Best practices for data collection rule creation and management in Azure Monitor
Data Collection Rules (DCRs) determine how to collect and process telemetry sent to Azure. Some data collection rules are created and managed by Azure Monitor, while you may create others to customize data collection for your particular requirements. This article discusses some best practices that should be applied when creating your own DCRs.
When you create a DCR, there are some aspects that need to be considered such as:
- The type of data that is collected, also known as data source type (performance, events)
- The target Virtual Machines to which the DCR is associated with
- The destination of collected data
Considering all these factors is critical for a good DCR organization. All the above points impact on DCR management effort as well on resource consumption for configuration transfer and processing.
Given the native granularity, which allows a given DCR to be associated with more than one target virtual machine and vice versa, it's important to keep the DCRs as simple as possible using fewer data sources each. It's also important to keep the list of collected items in each data source lean and oriented to the observability scope.
To clarify what an observability scope could be, think about it as your preferred logical boundary for collecting data. For instance, a possible scope could be a set of virtual machines running software (for example, SQL Servers) needed for a specific application, or basic operating system counters or events set used by your IT Admins. It's also possible to create similar scopes dedicated to different environments (Development, Test, Production) to specialize even more.

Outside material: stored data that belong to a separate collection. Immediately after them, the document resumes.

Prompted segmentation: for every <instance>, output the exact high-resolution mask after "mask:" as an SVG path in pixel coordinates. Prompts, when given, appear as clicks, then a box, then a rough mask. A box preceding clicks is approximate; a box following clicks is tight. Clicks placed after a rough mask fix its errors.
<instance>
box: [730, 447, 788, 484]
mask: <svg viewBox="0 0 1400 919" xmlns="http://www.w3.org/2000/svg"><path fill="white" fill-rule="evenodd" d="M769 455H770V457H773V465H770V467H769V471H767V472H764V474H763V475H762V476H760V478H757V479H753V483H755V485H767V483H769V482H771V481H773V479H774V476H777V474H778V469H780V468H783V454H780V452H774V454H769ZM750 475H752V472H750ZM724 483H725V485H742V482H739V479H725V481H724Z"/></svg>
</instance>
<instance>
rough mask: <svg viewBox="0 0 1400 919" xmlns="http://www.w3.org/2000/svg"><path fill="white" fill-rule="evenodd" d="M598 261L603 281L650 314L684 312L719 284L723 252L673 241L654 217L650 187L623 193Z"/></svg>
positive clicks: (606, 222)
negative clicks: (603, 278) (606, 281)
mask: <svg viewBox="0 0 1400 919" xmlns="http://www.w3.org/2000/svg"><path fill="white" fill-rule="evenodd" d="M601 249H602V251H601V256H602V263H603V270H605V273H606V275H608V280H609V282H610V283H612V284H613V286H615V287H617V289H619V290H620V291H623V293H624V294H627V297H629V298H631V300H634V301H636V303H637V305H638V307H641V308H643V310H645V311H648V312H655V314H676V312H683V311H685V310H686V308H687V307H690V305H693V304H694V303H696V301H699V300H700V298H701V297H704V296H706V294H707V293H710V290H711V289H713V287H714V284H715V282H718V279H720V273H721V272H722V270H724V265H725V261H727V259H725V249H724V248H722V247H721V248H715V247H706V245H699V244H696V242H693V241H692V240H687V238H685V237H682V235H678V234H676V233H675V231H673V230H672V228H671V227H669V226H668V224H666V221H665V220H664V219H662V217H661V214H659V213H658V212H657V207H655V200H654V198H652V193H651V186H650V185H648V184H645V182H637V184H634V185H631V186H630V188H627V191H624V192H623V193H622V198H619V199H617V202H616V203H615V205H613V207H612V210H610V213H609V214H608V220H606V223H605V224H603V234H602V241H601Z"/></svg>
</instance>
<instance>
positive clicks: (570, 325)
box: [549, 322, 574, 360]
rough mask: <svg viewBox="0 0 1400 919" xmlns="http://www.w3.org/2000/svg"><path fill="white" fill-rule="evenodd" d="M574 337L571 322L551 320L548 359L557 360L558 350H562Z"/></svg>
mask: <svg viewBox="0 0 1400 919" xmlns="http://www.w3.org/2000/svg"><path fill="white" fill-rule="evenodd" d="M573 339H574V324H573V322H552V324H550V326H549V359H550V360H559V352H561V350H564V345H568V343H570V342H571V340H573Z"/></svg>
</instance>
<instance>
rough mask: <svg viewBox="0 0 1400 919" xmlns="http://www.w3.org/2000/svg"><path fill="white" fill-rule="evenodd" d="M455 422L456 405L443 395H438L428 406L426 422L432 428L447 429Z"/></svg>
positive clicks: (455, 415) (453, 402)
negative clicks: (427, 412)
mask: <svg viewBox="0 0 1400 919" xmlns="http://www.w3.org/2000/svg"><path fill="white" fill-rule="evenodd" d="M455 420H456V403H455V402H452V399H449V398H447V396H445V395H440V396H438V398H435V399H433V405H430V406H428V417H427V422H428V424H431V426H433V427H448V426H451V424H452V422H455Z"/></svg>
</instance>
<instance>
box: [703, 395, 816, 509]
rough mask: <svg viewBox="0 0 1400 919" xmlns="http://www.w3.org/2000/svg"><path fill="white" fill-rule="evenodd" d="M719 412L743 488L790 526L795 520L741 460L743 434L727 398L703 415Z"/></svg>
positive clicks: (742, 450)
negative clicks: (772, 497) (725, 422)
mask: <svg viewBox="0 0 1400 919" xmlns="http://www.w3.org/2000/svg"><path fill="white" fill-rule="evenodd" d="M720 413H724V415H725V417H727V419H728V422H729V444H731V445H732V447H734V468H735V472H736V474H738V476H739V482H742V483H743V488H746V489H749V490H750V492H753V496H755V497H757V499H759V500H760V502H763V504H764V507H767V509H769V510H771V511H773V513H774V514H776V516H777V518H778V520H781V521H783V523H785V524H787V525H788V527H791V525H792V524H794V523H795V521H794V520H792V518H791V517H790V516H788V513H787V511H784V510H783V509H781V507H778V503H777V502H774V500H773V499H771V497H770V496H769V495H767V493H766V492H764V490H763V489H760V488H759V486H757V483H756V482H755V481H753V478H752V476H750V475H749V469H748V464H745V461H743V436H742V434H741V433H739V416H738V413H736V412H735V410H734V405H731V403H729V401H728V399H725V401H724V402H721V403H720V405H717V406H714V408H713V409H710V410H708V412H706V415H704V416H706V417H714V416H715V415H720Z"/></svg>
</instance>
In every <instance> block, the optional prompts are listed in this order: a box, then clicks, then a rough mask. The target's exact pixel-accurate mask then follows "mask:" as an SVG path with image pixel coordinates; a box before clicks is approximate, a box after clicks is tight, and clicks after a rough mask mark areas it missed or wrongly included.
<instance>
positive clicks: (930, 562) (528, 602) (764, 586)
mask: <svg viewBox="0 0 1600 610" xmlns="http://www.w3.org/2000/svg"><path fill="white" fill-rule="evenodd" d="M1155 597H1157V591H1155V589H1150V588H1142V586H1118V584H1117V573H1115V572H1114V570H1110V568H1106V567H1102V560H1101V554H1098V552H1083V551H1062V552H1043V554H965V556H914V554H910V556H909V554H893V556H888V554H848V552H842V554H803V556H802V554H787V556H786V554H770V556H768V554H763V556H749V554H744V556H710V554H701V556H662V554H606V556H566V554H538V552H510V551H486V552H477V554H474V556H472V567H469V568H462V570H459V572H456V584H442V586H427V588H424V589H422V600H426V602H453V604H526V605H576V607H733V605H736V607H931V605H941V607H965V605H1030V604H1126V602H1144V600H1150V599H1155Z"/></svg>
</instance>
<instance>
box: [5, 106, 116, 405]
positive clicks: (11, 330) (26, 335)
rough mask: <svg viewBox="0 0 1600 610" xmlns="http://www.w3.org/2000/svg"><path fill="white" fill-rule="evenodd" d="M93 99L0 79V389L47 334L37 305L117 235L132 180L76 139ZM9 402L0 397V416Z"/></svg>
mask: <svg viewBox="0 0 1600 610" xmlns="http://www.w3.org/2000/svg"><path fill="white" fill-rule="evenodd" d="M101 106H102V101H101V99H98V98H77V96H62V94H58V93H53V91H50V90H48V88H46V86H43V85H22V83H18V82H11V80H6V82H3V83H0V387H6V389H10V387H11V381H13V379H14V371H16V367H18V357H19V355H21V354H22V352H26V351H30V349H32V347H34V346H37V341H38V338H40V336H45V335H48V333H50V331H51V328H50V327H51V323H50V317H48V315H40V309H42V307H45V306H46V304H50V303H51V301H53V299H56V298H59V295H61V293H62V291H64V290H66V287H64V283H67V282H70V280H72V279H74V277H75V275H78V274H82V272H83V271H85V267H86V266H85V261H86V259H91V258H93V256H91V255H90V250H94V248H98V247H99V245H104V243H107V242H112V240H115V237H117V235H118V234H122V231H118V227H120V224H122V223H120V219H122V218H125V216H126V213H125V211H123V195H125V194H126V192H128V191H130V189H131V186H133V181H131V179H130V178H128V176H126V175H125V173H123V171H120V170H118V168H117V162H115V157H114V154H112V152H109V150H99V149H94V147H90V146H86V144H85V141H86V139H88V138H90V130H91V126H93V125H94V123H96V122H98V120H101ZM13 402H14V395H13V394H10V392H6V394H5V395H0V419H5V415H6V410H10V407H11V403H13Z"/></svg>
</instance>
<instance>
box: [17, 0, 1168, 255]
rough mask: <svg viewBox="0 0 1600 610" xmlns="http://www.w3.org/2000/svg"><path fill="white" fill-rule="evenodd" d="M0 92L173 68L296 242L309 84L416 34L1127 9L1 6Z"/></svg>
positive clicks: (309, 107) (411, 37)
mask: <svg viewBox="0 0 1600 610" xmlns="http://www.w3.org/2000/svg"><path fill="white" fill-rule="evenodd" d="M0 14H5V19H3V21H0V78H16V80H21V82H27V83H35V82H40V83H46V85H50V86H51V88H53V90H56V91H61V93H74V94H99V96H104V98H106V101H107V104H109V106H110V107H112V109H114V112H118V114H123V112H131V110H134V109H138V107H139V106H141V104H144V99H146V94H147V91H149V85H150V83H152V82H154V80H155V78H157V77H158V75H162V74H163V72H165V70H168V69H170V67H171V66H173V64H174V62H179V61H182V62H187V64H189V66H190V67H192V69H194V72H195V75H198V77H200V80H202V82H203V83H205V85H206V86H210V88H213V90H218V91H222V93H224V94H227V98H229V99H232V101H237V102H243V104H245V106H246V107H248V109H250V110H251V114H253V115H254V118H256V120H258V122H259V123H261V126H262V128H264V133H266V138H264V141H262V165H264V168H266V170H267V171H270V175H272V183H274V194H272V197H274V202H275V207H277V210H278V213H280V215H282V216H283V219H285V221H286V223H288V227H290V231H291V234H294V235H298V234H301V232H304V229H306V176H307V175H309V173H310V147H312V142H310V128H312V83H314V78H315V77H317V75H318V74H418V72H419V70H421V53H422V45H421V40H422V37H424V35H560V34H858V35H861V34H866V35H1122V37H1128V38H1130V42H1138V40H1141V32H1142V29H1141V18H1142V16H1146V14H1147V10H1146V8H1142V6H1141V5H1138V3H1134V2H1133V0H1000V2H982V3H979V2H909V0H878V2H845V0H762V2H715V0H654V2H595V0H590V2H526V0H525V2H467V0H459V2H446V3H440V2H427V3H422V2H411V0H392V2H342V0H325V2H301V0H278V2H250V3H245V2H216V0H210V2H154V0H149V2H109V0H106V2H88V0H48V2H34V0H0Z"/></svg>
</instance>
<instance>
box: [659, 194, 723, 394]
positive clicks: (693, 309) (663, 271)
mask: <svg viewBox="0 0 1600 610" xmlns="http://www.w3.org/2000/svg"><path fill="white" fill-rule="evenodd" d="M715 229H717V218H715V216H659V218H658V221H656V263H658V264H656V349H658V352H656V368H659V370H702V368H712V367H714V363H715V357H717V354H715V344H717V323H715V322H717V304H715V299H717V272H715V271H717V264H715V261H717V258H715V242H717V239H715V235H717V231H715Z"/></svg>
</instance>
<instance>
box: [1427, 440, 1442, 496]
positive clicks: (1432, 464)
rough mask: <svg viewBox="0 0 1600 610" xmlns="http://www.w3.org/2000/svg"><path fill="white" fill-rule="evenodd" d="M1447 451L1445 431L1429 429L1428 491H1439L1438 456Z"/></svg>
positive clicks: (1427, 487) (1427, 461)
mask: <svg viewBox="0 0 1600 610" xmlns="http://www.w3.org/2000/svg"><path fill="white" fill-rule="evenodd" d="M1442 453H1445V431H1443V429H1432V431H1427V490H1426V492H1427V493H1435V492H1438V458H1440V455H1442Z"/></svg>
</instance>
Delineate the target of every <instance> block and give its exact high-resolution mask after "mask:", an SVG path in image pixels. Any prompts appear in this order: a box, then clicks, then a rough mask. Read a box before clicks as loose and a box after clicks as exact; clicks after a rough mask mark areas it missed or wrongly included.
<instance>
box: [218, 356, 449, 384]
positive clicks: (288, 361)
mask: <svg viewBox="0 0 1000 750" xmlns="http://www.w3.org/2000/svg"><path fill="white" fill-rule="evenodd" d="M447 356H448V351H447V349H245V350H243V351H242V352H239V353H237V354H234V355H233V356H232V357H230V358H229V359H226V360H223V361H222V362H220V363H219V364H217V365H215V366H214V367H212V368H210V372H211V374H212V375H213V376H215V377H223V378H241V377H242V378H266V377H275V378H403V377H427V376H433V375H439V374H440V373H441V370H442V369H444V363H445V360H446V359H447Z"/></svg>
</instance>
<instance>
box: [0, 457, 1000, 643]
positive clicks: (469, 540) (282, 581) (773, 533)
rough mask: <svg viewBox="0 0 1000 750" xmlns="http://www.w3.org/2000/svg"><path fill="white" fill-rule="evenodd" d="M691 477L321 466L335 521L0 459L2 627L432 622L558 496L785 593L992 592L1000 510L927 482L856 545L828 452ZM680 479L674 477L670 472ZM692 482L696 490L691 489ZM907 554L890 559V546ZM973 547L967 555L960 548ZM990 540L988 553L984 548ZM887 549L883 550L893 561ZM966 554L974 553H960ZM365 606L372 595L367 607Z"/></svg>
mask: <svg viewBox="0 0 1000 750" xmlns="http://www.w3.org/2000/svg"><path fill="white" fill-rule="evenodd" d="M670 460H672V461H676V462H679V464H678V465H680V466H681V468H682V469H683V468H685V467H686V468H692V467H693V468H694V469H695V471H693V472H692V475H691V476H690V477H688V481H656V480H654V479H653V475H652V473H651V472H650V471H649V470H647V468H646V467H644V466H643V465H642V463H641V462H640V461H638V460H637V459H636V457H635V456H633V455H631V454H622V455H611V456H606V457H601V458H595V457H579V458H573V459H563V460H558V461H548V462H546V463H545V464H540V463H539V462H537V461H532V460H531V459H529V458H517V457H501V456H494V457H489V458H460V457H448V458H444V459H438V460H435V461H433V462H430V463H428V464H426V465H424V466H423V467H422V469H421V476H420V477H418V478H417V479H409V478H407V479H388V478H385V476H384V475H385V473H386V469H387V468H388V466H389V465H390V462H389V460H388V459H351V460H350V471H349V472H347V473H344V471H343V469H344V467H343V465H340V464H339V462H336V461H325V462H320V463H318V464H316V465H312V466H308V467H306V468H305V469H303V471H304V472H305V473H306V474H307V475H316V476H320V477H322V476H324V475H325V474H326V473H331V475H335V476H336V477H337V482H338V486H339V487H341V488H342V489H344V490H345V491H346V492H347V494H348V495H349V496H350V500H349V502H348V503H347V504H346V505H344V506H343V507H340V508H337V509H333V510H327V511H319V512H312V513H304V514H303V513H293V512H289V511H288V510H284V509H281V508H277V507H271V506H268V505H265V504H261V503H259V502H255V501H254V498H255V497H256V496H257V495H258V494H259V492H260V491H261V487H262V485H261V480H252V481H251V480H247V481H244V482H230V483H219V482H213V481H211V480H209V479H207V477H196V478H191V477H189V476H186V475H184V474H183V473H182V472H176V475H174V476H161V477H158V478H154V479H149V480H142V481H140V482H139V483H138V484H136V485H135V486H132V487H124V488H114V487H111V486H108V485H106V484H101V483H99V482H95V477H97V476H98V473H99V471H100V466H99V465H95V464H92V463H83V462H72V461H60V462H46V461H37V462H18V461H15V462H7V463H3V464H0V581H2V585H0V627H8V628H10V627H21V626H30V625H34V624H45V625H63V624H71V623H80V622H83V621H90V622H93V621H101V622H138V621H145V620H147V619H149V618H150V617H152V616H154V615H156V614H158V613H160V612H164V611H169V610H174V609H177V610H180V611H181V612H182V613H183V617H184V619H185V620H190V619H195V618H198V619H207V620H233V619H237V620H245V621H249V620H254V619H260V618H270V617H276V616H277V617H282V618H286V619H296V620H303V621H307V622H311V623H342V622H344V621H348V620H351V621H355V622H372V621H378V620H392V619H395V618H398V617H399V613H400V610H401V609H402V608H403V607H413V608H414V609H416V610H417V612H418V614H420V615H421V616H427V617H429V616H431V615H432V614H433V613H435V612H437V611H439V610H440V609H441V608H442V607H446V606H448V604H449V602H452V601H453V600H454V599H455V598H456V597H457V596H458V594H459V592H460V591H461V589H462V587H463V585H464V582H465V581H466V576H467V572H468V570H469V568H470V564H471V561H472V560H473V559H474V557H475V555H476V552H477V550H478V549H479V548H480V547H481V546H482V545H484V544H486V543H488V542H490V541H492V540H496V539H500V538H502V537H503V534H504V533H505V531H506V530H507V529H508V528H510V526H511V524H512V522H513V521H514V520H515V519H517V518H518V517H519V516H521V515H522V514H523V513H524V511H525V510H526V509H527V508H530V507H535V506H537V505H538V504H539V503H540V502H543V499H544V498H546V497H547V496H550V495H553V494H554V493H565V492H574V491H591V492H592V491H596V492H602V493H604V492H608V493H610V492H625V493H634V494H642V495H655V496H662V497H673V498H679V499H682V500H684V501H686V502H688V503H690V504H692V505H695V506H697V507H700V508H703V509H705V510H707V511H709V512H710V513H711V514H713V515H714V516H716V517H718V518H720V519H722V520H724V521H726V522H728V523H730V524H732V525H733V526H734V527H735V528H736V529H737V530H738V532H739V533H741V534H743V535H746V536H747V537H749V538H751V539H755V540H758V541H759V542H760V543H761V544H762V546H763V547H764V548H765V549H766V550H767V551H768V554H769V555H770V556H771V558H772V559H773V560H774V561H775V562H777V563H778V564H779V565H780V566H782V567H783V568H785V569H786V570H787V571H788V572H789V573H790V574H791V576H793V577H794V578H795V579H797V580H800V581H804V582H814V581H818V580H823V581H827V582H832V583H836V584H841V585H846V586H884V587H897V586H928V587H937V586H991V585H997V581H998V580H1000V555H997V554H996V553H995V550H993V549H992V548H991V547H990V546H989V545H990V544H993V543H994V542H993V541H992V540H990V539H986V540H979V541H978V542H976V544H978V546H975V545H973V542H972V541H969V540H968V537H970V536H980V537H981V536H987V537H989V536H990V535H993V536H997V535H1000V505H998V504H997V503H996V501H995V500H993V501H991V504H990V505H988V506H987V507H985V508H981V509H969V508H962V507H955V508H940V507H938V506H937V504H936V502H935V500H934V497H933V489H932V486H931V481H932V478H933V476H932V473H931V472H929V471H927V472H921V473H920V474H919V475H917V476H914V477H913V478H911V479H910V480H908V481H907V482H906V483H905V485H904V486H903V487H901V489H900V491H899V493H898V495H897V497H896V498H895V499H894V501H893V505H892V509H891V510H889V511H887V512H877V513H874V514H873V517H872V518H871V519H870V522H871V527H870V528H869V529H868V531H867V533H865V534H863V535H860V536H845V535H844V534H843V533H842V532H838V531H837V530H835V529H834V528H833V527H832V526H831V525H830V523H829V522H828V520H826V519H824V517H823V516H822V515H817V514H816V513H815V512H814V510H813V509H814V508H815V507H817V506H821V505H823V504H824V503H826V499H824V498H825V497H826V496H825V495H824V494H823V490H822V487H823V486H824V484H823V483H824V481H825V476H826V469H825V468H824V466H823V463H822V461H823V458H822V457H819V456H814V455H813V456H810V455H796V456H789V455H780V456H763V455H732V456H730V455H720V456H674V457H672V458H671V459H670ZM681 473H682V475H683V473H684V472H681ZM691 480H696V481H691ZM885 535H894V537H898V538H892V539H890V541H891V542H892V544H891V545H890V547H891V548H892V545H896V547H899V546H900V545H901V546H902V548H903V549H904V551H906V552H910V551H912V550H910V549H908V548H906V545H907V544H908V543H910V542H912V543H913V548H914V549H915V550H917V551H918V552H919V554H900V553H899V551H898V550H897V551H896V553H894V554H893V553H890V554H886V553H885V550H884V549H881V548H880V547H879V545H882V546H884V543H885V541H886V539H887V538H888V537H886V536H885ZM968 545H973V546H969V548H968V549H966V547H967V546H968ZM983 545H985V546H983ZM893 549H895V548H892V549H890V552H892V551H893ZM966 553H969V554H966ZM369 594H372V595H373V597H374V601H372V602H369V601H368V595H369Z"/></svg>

In fact, it's not ideal and even not recommended to create a single DCR containing all the data sources, collection items, and destinations to implement the observability. In the following table, there are several recommendations that could help in better planning DCR creation and maintenance:
Category | Best practice | Explanation | Impact area |
---|---|---|---|
Data Collection | Define the observability scope. | Defining the observability scope is key to an easier and successful DCR management and organization observability scope. It helps clarifying what the collection need is, and from which target virtual machine it should be performed. As previously explained, an observability scope could be a set of virtual machines running software that is common to a specific application, a set of common information for the IT department, etc. As an example, collecting the basic operating system performance counters, such as CPU utilization, available memory, and free disk space, could be seen as a scope for your Central IT Management. | Not having a clearly defined scope doesn't bring clarity and doesn't allow for a proper management. |
Create DCRs specific to the observability scope. | Creating separate DCRs based on the observability scope is key for easy maintenance. It allows you to easily associate the DCRs to the relevant target virtual machines. | Why creating a single DCR that collects operating system performance counters plus web server counters and database counters all together? This approach not only forces each associated virtual machine to transfer, process, and execute configuration that is outside of the scope. It also requires more effort when the DCR configuration needs to be updated. Think about managing a template that includes unnecessary entries; this situation is less than ideal and leaves room for errors. | |
Create DCR specific to data source type inside the defined observability scopes. | Creating separate DCRs for performance and events helps in both managing the configuration and the association with granularity based on the target machines. For instance, creating a DCR to collect both events and performance counters could result in an unoptimal approach. There could be situations in which a given machine (or set of machines) doesn't have the event logs or performance counters configured in the DCR. In this situation, the virtual machines are forced to process and execute a configuration that isn't necessary according to the software installed on it. | Not using different DCRs forces each associated virtual machine to transfer, process and execute configuration that might be not applicable according to the installed software. An excessive compute resource consumption and errors in processing configuration might happen causing the Azure Monitor Agent (AMA) becoming unresponsive. Moreover, collecting unnecessary data increases data ingestion costs. | |
Data destination | Create different DCR based on the destination. | DCRs have the capability of sending data to multiple different destinations, like Azure Monitor Metrics and Azure Monitor Logs, simultaneously. Having DCRs specific to destination is helpful in managing the data sovereign or law requirements. Since, being compliant might require to send data only to allowed repositories created in allowed regions, having different DCRs allows for a better granular destination targeting. | If you don't separate DCRs based on the data destination, it can lead to noncompliance with data handling, privacy, and access requirements. It may also result in unnecessary data collection, causing unexpected costs. |
The previously mentioned principles provide a foundation for creating your own DCR management approach that balances maintainability, ease of reuse, granularity, and service limits. DCRs also need shared governance, to minimize both the creation of silos and unnecessary duplication of work.